Wegen ihrer giftigen stacheln haben sie praktisch keine feinde.
Nähert sich ein angreifer, so spreizt der skorpionfisch
seine drachenförmigen seitenflossen und warnt dadurch die
gegner. Offensichtlich war ich hier in einen kindergarten für
fische eingedrungen. Kaum hatte ich diesen skorpionfisch fotografiert,
entdeckte ich einige Meter entfernt ein weiteres baby.
Es war eine junge muräne,
ihr kopf nicht größer als drei zentimeter. Nicht einmal
zähne hatte sie und blickte neugierig aus dem korallenversteck
heraus. Auch muränen sind ortstreue fische und wechseln
die behausung nur dann, wenn es wegen ihres wachstums zu klein
geworden ist. |
Sie verstecken sich in ganz
engen spalten, woraus dann nur mehr der kopf herausragt. Schwimmt
sie aus ihrem versteck, um ein opfer zu fangen, so wird die ganze
länge ihres schlangenartigen körpers sichtbar. Erwachsene
muränen können über zwei meter lang werden.

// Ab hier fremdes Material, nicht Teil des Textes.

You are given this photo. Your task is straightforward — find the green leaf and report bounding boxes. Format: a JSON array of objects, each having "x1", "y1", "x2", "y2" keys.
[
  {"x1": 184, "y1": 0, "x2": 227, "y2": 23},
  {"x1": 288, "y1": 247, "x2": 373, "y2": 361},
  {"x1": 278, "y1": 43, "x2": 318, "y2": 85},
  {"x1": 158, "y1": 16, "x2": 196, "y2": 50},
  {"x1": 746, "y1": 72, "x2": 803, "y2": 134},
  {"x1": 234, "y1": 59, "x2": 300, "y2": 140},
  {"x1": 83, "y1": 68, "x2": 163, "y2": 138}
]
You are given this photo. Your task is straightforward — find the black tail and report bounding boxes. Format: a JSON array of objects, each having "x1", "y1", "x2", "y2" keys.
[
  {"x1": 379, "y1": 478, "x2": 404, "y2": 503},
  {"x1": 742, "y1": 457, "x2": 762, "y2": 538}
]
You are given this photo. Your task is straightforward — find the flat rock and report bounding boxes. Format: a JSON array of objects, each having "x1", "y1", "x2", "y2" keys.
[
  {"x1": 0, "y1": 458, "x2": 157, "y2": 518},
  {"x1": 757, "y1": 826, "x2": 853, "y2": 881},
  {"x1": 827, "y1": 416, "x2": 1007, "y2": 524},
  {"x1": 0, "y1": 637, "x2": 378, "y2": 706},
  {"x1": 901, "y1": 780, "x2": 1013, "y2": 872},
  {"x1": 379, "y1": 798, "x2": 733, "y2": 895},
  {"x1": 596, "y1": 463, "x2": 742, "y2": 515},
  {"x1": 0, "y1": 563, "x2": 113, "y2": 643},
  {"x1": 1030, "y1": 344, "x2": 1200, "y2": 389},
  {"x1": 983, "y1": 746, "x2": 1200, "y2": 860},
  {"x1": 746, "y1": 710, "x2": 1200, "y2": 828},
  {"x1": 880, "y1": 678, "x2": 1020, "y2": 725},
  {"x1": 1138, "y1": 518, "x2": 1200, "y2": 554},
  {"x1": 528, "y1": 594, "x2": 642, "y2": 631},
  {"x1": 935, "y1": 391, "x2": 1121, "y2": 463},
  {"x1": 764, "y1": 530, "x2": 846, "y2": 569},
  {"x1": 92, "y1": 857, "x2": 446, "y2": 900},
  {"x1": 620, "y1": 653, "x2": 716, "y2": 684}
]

Dieser tag war wirklich ein
glückstag! Ich konnte mich an der reichhaltigen fauna nicht
genug sattsehen. Viel zu früh ermahnte Steve an die rückkehr.
Jedenfalls hatte ich festgestellt, daß es ein gleich schönes
tauchgebiet bei den stark betauchten riffgebieten von hurghada
nicht gab. Doch schönheit kann nicht gemessen werden. Diese
wird oft durch situationen beeinflußt. Jeder mensch beurteilt
schönheit anders, und leider ist sie auch vergänglich.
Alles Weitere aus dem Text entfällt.